Memories of Dewi Bebb

Many of you will remember Geoff Parkhouse, a Welshman from Swansea who now lives in a village outside Kelso, and a keen amateur archaeologist/historian who gave a Zoom talk to EWS in May 2021 about the history of Ancrum (report at this link).

A year later, a group of members including Hywel Williams went to Ancrum for a walk/talk about what he’d said. After the River Teviot walk a few of them retired to the Ancrum pub, and that’s when Hywel and Geoff found a mutual regard for Dewi Bebb, the first Welsh Internationalist from North Wales (thought he was playing for Swansea at the time).

Geoff recently wrote to Hywel:

“Your mention of Dewi Bebb really brought back a long-held boyhood memory – my first rugby recollection. A crowded St Helen’s over Easter, sitting in the stand with my father and grandfather. I recall caps and big overcoats and that peculiar damp smell of them. I watched Dewi Bebb score what seemed to be a length of field try that day. The roar of the crowd. Dad and Grampa’s broad smiles and cheering. I hadn’t thought about this moment in many years, but your mention of the name triggered a flood of memories.

“I wondered how true the recollection was, as time warps everything. Chasing a memory, I dug out my book on ‘The All Whites’ (To be honest, a book I had hardly ever perused).

“Remarkably, there’s Dewi Bebb scoring his long range try against the Harlequins. (Swansea traditionally played the Harlequins and the Barbarians over Easter weekend)

“Strangely, as I turned the adjoining page, there was a photo of Dewi Bebb being presented with a gift on becoming a British Lion. Strangely, because there in the right-hand corner of the photo stands a small man, Mark Parkhouse, my grandfather.
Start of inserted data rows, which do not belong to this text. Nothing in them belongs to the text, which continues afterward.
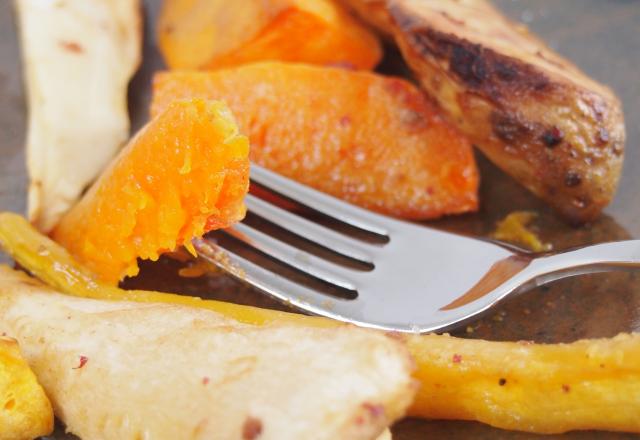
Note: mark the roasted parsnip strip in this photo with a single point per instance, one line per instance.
(25, 411)
(590, 384)
(78, 59)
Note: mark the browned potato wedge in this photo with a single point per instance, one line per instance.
(532, 112)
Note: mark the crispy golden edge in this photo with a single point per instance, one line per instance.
(530, 111)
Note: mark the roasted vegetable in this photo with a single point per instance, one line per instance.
(25, 411)
(206, 34)
(589, 384)
(592, 384)
(78, 59)
(185, 173)
(532, 112)
(369, 139)
(122, 370)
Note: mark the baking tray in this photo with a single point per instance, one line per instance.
(602, 37)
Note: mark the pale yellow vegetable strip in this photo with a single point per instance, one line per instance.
(591, 384)
(25, 411)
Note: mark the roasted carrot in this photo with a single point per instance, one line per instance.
(209, 34)
(373, 140)
(183, 174)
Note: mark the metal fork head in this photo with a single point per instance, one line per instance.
(422, 279)
(415, 275)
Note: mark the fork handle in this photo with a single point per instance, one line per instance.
(604, 257)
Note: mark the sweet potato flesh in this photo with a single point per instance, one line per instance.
(209, 34)
(589, 384)
(372, 140)
(183, 174)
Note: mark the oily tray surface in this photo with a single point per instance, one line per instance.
(601, 37)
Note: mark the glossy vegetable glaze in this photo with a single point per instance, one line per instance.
(374, 141)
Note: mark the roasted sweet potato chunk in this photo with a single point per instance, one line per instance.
(207, 34)
(185, 173)
(372, 140)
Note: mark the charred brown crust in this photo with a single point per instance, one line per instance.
(561, 139)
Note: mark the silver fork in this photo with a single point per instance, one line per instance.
(422, 279)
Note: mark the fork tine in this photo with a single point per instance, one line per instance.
(311, 231)
(294, 257)
(326, 204)
(276, 285)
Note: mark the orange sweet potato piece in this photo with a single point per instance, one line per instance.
(185, 173)
(373, 140)
(208, 34)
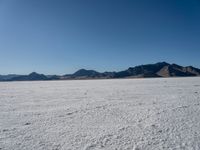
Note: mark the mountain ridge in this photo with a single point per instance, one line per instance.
(160, 69)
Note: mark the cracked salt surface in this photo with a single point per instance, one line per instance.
(126, 114)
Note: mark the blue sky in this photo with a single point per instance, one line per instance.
(61, 36)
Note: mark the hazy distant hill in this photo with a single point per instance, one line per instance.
(161, 69)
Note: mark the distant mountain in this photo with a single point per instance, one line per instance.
(161, 69)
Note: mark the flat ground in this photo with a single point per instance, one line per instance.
(125, 114)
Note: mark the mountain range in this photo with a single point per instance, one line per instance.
(161, 69)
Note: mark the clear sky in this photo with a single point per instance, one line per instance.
(61, 36)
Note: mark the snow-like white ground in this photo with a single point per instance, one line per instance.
(126, 114)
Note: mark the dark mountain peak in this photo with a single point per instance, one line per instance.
(160, 69)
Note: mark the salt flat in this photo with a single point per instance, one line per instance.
(125, 114)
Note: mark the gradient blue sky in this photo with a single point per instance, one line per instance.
(61, 36)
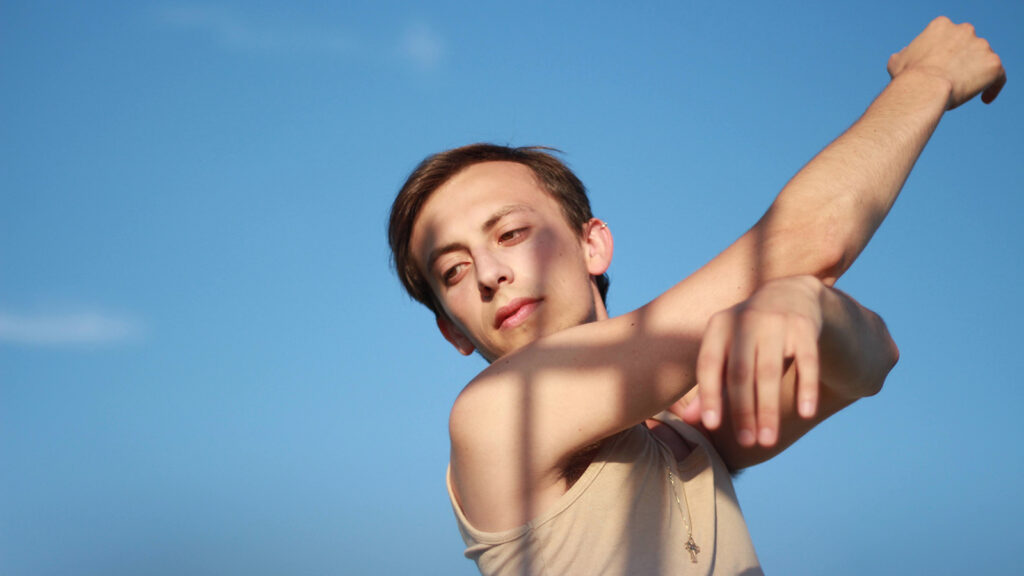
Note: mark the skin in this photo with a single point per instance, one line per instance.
(564, 375)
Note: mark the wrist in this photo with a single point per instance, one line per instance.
(925, 82)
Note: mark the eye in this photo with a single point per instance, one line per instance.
(454, 274)
(512, 236)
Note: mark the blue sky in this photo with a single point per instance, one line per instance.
(207, 367)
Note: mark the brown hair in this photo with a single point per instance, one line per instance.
(554, 176)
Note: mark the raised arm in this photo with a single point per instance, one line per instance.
(796, 346)
(825, 215)
(515, 426)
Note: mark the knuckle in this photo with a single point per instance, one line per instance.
(769, 368)
(739, 374)
(708, 360)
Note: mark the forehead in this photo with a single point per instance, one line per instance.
(473, 196)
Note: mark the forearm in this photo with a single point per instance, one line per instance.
(855, 348)
(825, 215)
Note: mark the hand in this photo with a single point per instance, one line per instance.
(749, 346)
(954, 53)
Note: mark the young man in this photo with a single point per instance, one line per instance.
(567, 455)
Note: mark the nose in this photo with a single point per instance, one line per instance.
(492, 272)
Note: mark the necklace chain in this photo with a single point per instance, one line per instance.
(691, 546)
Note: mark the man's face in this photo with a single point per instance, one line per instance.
(503, 260)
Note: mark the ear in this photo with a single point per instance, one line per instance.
(598, 246)
(454, 335)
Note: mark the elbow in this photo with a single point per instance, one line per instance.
(888, 357)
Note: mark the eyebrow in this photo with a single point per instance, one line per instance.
(487, 225)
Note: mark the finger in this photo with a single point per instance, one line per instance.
(691, 413)
(806, 359)
(739, 385)
(769, 377)
(993, 89)
(711, 362)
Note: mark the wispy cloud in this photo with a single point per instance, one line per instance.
(83, 327)
(422, 45)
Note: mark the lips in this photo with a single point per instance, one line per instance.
(515, 313)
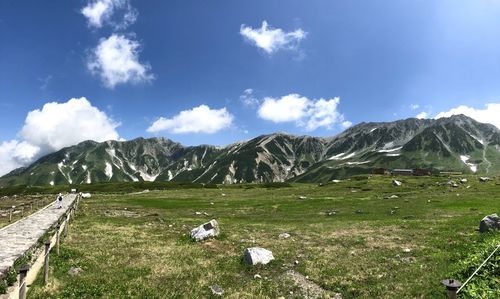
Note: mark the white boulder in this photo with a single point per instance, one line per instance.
(257, 255)
(205, 231)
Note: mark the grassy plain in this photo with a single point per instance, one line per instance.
(137, 245)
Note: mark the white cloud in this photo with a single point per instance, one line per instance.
(116, 60)
(100, 12)
(272, 39)
(490, 114)
(422, 115)
(307, 113)
(200, 119)
(248, 99)
(53, 127)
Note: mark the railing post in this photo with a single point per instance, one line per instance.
(66, 227)
(22, 282)
(58, 237)
(46, 264)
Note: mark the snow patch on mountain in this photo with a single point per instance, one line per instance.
(390, 150)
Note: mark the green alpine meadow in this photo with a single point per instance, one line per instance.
(362, 237)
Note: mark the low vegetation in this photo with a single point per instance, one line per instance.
(353, 238)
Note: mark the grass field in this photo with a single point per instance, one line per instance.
(137, 245)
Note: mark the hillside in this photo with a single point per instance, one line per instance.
(457, 143)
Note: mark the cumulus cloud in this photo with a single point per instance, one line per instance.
(272, 39)
(116, 61)
(422, 115)
(200, 119)
(14, 154)
(248, 99)
(53, 127)
(490, 114)
(308, 113)
(100, 12)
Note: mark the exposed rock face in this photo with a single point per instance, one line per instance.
(257, 255)
(455, 143)
(284, 236)
(489, 222)
(205, 231)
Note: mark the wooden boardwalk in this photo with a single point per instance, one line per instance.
(19, 237)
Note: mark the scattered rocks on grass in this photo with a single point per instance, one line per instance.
(217, 290)
(205, 231)
(489, 222)
(284, 236)
(74, 271)
(257, 255)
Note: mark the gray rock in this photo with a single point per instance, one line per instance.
(73, 271)
(489, 222)
(257, 255)
(205, 231)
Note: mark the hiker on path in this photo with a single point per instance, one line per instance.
(59, 201)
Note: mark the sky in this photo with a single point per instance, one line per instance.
(217, 72)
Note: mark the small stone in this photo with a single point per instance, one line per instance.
(73, 271)
(284, 236)
(217, 290)
(257, 255)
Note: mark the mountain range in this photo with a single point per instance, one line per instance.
(457, 143)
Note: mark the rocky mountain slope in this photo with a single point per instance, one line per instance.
(457, 143)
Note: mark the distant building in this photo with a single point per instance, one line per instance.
(422, 172)
(402, 172)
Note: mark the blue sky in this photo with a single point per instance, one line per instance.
(211, 72)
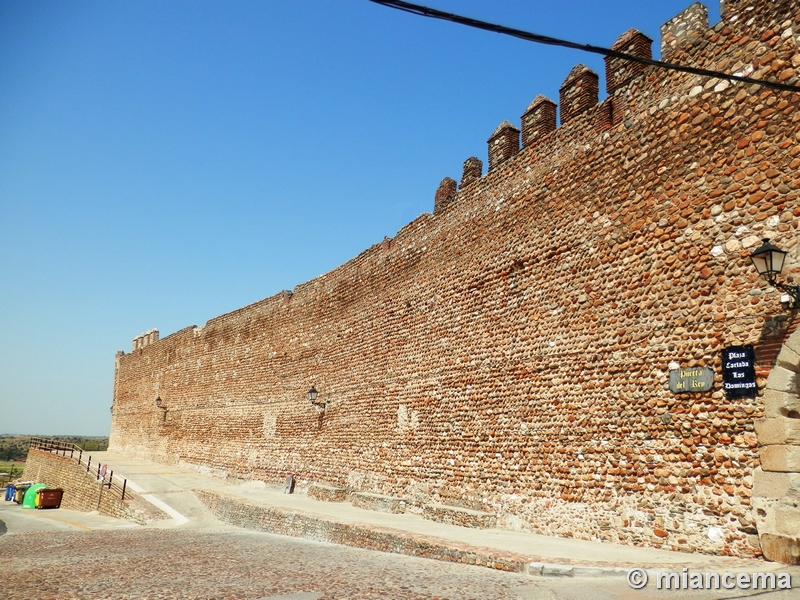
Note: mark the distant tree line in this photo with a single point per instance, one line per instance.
(15, 447)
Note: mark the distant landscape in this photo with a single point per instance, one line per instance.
(14, 451)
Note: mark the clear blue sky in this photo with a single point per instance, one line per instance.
(162, 163)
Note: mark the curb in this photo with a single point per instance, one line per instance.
(538, 569)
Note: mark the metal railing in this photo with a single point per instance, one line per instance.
(76, 453)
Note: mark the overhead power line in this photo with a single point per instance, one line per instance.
(551, 41)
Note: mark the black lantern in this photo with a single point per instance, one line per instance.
(768, 260)
(312, 397)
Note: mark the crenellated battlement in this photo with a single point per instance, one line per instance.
(681, 37)
(143, 340)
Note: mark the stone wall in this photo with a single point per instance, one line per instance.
(82, 489)
(511, 353)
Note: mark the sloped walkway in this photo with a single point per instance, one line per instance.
(194, 499)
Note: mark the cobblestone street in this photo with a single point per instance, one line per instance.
(231, 563)
(227, 563)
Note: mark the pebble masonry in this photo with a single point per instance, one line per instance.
(510, 352)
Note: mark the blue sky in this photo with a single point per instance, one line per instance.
(162, 163)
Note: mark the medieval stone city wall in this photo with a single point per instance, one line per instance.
(511, 351)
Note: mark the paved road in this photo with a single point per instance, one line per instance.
(99, 558)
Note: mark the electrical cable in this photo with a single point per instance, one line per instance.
(433, 13)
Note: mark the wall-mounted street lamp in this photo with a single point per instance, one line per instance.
(768, 261)
(313, 394)
(164, 408)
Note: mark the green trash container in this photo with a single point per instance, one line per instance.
(19, 495)
(29, 501)
(49, 497)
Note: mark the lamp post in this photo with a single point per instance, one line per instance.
(768, 260)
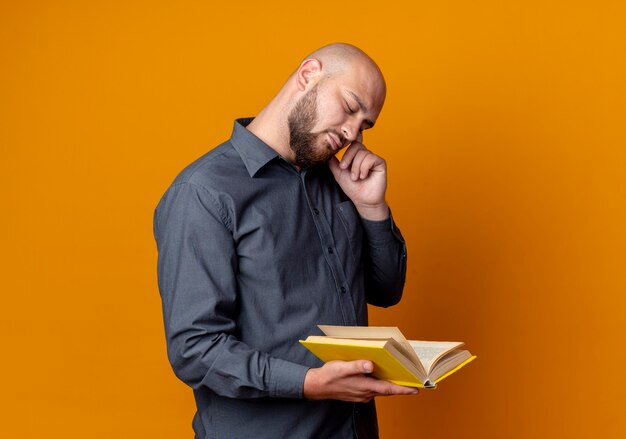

“There is a rather rounded satisfaction about all of this, in that your memories of one man from North Wales, triggered my memories of the very same man in South Wales, recalling a family moment I hadn’t thought about in years.”

Hywel adds:

“My mother was a primary teacher in Hawick at the time Bill McLaren was on his way up as rugby commentator, and she taught Bill how to pronounce ‘Dewi’. He soon got it perfect! She had been taught by Dewi’s grandfather a century ago when she was at Bangor Normal Coll (teacher training in North Wales). Hence her interest in Dewi, though she had no interest in rugby despite living in Hawick! As an aside, my father never saw a rugby game in his life, and that despite my younger brother Trefor getting a few games for the “Greens”!”